WASHINGTON — The U.S. Senate confirmed Federal Reserve Board Chairman Ben Bernanke to a second four-year term on Thursday, but not before lawmakers from both parties skewered him for his performance as a steward of the economy and the banking system.
The 70-30 vote came amid growing criticism of the Federal Reserve for secrecy and controversial decisions made during the $182 billion rescue of troubled insurance giant American International Group.
Ahead of the vote, Bernanke agreed to an unprecedented audit of the Fed's handling of AIG matters by the Government Accountability Office, the watchdog arm of Congress. That's only one of a number of challenges he faces in his second term directing the nation's central bank.
To his supporters, the quiet, professorial Fed chairman, a former Princeton economist, saved the global financial system from ruin over the past two years. His detractors called him complicit in the worst economic downturn since the Great Depression.
"Bernanke fiddled while our markets burned," Sen. Richard Shelby, R-Ala., the Senate Banking Committee's top Republican, said before his "no" vote.
Complaints were bipartisan.
"The American people have the right to ask whether the Fed is truly committed to supporting Main Street's economy, not just Wall Street," said Sen. Barbara Boxer, D-Calif. "And that is why I cannot support his reappointment."

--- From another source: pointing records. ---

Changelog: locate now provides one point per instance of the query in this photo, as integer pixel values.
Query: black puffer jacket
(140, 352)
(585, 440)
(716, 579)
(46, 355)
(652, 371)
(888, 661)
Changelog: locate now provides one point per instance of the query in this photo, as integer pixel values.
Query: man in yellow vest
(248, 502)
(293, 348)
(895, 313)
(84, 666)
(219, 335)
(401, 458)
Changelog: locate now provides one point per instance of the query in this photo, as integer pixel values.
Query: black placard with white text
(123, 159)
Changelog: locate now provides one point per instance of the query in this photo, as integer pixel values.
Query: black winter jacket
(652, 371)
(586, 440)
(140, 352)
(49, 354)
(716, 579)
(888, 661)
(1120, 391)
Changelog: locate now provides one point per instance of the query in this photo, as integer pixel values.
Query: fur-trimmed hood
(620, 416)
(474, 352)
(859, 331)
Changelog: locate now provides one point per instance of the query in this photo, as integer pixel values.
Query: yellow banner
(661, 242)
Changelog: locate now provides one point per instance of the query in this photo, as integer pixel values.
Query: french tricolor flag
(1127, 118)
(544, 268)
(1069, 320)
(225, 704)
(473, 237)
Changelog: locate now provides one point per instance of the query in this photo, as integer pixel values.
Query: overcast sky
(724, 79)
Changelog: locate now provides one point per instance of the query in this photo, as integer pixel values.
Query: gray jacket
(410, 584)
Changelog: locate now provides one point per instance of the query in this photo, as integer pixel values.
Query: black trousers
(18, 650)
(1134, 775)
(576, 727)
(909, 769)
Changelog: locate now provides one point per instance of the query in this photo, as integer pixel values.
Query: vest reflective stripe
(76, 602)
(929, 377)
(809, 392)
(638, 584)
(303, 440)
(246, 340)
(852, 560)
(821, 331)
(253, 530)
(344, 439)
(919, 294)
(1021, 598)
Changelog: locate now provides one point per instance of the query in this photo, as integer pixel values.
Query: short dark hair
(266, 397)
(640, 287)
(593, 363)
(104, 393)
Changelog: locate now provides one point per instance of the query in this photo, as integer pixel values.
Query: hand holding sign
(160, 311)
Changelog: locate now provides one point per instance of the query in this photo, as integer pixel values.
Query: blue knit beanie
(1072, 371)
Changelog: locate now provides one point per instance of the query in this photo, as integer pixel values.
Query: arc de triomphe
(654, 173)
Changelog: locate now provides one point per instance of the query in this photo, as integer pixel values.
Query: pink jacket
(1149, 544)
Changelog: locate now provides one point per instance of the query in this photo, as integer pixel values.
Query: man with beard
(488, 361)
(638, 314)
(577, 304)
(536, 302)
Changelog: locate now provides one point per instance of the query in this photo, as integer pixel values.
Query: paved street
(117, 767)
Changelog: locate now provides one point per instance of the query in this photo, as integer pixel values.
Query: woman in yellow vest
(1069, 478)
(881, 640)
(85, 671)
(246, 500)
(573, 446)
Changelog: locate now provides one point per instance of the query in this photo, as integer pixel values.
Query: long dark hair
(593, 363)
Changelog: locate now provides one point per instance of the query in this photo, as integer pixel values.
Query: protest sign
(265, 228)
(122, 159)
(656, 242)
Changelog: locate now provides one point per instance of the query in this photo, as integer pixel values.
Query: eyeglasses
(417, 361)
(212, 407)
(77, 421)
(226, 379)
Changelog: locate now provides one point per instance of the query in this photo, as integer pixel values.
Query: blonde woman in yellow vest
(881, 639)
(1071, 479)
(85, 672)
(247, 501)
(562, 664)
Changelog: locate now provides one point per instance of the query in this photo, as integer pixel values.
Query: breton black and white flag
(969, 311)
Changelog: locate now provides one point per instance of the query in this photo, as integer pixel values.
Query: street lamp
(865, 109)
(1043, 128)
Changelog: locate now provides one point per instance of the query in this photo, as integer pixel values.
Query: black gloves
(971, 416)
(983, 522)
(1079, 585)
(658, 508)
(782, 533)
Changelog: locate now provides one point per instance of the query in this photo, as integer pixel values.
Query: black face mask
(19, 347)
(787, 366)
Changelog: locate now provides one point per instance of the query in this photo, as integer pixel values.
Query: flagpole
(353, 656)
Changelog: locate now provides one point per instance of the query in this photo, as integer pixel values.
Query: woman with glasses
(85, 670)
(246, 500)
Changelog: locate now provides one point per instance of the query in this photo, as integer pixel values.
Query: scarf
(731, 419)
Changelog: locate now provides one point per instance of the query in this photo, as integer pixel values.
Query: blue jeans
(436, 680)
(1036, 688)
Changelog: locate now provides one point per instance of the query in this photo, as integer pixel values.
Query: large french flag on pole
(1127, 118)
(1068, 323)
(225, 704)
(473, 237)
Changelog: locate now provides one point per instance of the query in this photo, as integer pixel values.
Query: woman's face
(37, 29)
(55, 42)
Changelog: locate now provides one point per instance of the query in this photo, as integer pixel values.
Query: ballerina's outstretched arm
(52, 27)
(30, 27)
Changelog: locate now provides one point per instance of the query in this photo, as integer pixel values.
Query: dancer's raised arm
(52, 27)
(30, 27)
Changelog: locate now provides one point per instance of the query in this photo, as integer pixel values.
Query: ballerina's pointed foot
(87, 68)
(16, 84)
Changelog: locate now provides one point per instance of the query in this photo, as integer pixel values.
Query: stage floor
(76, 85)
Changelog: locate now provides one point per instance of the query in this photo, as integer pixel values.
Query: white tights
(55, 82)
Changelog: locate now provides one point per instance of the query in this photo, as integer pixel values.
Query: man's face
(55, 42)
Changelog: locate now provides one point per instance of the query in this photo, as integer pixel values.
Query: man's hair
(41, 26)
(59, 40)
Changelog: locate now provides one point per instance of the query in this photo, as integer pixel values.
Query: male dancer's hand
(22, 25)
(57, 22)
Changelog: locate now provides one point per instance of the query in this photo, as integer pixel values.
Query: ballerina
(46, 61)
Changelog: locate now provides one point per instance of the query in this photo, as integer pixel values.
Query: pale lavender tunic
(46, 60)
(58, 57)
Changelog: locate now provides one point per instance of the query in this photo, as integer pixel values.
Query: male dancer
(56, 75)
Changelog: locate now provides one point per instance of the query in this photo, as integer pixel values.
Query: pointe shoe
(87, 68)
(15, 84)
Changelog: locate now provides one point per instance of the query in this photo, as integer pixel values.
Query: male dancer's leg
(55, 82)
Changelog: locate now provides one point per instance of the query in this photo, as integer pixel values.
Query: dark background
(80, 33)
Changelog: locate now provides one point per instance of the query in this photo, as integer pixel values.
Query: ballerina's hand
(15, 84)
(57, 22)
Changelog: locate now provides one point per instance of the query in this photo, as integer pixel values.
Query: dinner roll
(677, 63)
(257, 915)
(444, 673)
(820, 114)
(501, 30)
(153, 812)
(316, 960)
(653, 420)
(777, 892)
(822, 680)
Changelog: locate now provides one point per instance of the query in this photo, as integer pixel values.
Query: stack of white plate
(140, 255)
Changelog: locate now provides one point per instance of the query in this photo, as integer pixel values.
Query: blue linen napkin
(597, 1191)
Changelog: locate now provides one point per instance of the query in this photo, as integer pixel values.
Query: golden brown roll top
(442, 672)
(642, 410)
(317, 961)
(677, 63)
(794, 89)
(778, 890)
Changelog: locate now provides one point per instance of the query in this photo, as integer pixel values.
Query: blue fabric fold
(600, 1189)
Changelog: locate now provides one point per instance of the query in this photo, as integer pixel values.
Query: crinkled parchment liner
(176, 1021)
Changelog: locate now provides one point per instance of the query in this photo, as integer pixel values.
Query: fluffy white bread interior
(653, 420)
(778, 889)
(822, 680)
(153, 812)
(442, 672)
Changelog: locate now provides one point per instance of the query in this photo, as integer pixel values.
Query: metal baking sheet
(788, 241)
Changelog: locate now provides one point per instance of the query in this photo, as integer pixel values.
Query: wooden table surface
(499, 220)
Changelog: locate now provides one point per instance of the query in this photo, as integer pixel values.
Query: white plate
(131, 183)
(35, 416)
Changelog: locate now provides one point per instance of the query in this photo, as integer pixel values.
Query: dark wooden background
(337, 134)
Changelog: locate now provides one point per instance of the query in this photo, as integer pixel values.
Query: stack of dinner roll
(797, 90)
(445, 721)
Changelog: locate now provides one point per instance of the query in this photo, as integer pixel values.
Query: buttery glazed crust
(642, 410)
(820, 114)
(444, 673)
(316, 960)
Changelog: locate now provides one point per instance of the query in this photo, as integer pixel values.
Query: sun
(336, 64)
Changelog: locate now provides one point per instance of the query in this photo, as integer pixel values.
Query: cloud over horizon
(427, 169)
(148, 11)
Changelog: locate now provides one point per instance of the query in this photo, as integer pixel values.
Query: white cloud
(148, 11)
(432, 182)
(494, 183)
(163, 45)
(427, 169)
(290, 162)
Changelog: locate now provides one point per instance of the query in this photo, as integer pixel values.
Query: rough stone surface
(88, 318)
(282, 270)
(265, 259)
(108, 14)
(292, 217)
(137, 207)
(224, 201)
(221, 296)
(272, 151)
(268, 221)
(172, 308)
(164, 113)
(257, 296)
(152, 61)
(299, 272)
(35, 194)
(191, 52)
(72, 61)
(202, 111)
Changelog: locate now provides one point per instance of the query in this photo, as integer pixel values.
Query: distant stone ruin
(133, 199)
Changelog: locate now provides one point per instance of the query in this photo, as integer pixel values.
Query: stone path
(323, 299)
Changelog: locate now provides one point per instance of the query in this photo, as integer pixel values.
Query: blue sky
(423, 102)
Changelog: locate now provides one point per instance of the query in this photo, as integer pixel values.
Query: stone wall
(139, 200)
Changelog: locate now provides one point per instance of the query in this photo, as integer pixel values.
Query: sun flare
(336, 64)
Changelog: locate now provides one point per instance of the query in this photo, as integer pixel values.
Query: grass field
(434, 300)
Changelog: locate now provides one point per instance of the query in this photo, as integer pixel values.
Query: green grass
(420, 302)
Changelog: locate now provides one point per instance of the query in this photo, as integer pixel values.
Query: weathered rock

Bernanke's nomination appeared shaky last week, but a strong push by the White House and Senate Democratic leaders — with solid support from most Republicans — quickly doused the political brushfire. His first term expires Sunday.
Still, the debate on the 56-year-old chairman's fate erupted into a clash over who's responsible — or will become a scapegoat — for the financial crisis.
With Bernanke's confirmation, pressure may grow on President Barack Obama to ease out Treasury Secretary Timothy Geithner or White House economic adviser Lawrence Summers, both of whom are faulted for being too close to Wall Street.
Supporters argued that Bernanke, an academic expert on the Great Depression, courageously took unprecedented steps to prevent its sequel.
"There is consensus that Mr. Bernanke kept the nation out of a Depression and has kept inflation in check," said Sen. Tim Johnson, D-S.D. "There is no doubt that having one of the world's foremost experts on the Great Depression at the helm of the Fed is a benefit to the nation."
Sen. Charles Schumer, D-N.Y., said that Bernanke's creative steps — such as broadening the universe of institutions that could receive Fed support and lending directly to big corporations that needed to roll over short-term debt — brought the economy back from the edge of an abyss.
"Nobody was more important in preventing the collapse . . . than Chairman Bernanke. I was there in the meetings, and I saw his steady hand," Schumer said.
For many, however — 18 Republicans, 11 Democrats and one independent — Bernanke simply corrected errors of his own making as a Fed governor from 2002-2005, and later as President George W. Bush's chairman of the Council of Economic Advisers in 2005-2006. Bush appointed him Fed chairman in 2006.
These errors, they said, included failing to use the Fed's powers to curb shoddy mortgage lending, such as no-documentation loans and mortgages with low teaser rates that later exploded into higher, unaffordable monthly payments.
"As the economy started to slide and the housing bubble peaked and then burst, Chairman Bernanke failed to notice the problems or do anything about them until it was too late," said Sen. Jim Bunning, R-Ky. "During that time, he made statements showing just how he did not understand what was really going on in the economy or how severe the crash would be."
Shortly after Bernanke took the Fed's helm, problems in subprime loans given to borrowers with the weakest credit undermined the housing market and eventually caused the entire financial system to crater in September 2008.
Bernanke was instrumental in convincing Congress to pass a $700 billion rescue of the financial system. He also used the Fed's resources in creative ways to sustain lending in the economy as global credit markets seized up. His efforts helped stem the panic, but another of his predecessors, Paul Volcker, questioned whether Bernanke had the authority to do much of what he'd done.
The lack of clear rules meant that steps taken by Bernanke's Fed are now being second-guessed. Numerous congressional committees are examining how the Fed decided to help different Wall Street firms, and one panel has issued subpoenas. A pending bill to overhaul financial regulation includes a full independent audit of Fed activities, something never done before.
Beyond those headaches, Bernanke in his second term must take care in unwinding massive purchases of complex securities, steps taken to shore up the housing market and restore consumer lending. These purchases have swelled the Fed's balance sheet to almost $2.3 trillion, and some analysts warn that this is akin to printing money and could spark inflation once the recession subsides.
If inflation flares, Bernanke may face an unpleasant choice between increasing interest rates to quell inflation, which would slow the recovery, or tolerating rising inflation and angering creditors who'll see the value of their investments erode.
"It's not an enviable position," said Michael Williams, dean of Touro College graduate business school in New York, who says that Bernanke is blamed for problems created before his tenure. "When politicians say that this happened on his watch, it's complete garbage."